Cada casa antigua está llena de detalles que
nos hacen ver la presencia de la abuela, con su vestido negro, su delantal gris
y su manera jovial y alegre de caminar y estar al servicio de toda la familia.
La vemos viejecita, con su rostro lleno de arrugas, sus ojos celestes
irradiando ternura, parada frente a la cocina a leña friendo Kreppel. O
arropando a un nieto recién nacido. O contando historias de aldeas lejanas y de
un río llamado Volga. Siempre presente. Siempre con un consejo. Una persona que
legó pergaminos de sabiduría en actos y palabras cotidianas y simples pero
profundas e inteligentes. Que nos llenó el alma de voces alemanas, de canciones
que aún resuenan en nuestros oídos, abrigando noches de nostalgia, amparando
atardeceres de soledad.
Abuela construyó un monumento de sí misma.

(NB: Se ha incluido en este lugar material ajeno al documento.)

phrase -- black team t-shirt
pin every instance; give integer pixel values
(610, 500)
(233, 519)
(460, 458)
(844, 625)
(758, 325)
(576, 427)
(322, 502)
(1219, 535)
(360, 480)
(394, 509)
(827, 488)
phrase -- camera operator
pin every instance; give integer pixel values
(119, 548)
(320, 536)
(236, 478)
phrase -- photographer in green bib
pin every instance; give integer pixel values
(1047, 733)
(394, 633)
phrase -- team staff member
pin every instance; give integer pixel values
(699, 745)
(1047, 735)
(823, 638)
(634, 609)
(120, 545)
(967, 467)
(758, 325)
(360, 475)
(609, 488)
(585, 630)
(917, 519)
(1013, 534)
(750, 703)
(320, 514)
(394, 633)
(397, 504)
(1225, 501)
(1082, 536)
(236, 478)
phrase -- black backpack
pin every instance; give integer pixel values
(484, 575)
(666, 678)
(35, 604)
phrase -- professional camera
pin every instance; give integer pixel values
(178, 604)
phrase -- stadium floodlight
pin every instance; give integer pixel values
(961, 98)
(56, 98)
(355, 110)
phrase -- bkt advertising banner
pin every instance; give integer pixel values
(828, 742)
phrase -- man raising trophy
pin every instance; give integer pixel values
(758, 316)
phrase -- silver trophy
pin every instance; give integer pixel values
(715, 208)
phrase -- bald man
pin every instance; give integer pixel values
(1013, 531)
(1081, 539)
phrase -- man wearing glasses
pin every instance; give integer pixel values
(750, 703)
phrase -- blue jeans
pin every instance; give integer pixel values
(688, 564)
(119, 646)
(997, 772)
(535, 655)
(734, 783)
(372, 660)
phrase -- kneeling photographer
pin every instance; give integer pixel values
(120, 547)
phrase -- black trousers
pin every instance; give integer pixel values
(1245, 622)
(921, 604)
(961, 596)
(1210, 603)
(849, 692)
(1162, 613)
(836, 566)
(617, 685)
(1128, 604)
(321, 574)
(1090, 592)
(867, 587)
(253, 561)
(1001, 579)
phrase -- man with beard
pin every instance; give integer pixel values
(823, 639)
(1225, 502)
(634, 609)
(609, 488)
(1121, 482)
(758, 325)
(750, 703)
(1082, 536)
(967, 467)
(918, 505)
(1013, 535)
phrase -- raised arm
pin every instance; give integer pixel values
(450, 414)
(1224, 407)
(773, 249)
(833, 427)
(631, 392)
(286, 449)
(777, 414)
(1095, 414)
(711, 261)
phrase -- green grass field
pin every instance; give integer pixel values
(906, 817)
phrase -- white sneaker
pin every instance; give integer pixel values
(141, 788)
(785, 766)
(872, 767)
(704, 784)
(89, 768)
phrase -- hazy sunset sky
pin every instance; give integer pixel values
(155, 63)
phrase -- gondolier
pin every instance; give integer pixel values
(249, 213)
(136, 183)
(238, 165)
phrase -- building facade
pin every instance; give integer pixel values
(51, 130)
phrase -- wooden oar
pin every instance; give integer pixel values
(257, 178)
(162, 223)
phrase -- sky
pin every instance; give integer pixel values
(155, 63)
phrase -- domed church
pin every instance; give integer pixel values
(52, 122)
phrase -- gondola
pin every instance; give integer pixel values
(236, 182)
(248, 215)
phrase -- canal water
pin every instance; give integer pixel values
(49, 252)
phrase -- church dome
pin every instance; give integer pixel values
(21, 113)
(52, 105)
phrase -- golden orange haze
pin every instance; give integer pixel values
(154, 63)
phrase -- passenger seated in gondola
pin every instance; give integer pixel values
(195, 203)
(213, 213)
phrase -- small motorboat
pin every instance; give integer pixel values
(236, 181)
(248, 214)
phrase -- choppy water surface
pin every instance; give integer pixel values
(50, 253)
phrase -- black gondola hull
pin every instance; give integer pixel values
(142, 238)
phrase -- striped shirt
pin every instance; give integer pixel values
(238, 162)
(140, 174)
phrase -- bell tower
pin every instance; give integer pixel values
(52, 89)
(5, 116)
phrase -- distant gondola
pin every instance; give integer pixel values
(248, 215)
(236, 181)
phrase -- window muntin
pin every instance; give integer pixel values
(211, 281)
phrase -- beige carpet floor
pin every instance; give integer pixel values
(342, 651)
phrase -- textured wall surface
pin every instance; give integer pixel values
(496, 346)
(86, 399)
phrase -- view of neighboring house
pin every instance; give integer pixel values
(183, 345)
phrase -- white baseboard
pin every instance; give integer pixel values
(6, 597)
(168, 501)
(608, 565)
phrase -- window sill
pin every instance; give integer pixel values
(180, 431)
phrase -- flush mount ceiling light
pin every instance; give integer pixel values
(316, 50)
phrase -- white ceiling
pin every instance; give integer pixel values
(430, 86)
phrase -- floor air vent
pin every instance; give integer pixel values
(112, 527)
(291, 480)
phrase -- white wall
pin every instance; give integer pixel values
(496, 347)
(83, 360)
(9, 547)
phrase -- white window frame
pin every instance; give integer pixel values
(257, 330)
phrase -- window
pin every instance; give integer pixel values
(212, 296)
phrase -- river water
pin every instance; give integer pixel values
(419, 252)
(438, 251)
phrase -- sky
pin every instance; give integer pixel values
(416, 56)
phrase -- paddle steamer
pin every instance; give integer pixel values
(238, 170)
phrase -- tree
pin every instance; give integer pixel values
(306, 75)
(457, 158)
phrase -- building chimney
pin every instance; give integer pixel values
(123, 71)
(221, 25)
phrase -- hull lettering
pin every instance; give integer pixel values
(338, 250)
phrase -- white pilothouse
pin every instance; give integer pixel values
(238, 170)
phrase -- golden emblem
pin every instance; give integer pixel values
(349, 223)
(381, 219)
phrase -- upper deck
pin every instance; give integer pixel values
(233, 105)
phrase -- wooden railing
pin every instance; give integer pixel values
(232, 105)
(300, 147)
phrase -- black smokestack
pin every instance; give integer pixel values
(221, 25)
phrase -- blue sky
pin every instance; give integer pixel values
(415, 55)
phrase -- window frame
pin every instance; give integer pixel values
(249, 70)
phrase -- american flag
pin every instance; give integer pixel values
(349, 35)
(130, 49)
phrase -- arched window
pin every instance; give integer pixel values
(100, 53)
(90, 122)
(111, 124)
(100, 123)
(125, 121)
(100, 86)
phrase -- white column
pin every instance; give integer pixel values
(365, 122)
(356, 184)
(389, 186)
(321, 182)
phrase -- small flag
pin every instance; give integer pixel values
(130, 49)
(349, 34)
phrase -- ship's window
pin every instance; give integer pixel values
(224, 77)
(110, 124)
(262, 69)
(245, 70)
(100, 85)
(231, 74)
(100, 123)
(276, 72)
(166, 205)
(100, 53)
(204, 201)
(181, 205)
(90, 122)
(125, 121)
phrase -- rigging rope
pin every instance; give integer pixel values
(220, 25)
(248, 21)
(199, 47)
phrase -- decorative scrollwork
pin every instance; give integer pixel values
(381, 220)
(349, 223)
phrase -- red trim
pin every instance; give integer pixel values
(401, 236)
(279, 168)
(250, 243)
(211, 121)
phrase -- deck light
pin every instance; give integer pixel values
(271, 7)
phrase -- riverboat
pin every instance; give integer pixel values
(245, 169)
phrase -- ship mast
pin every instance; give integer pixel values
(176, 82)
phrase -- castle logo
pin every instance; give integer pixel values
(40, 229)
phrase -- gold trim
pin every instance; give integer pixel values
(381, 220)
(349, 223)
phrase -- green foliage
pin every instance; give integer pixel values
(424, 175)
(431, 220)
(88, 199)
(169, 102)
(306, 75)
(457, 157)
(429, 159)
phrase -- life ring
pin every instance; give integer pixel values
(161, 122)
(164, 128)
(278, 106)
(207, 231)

Fue un ser inmenso, con un corazón grande y un espíritu inquebrantable. Nada la
pudo doblegar. Nada la pudo vencer. Era capaz de hacer cualquier tipo de
trabajo y de resolver cualquier clase de problemas. Aún hablando solamente en
alemán. Ella siempre salía adelante. Nada la detenía. Ni aquí en las colonias,
ni allá en Coronel Suárez. El idioma no importaba. Valían los gestos, las
actitudes, las acciones, la fe en sí misma.
Todos la recordamos. Todos la tenemos presente.
Y en ella conservamos la memoria de todas las abuelas alemanas del Volga.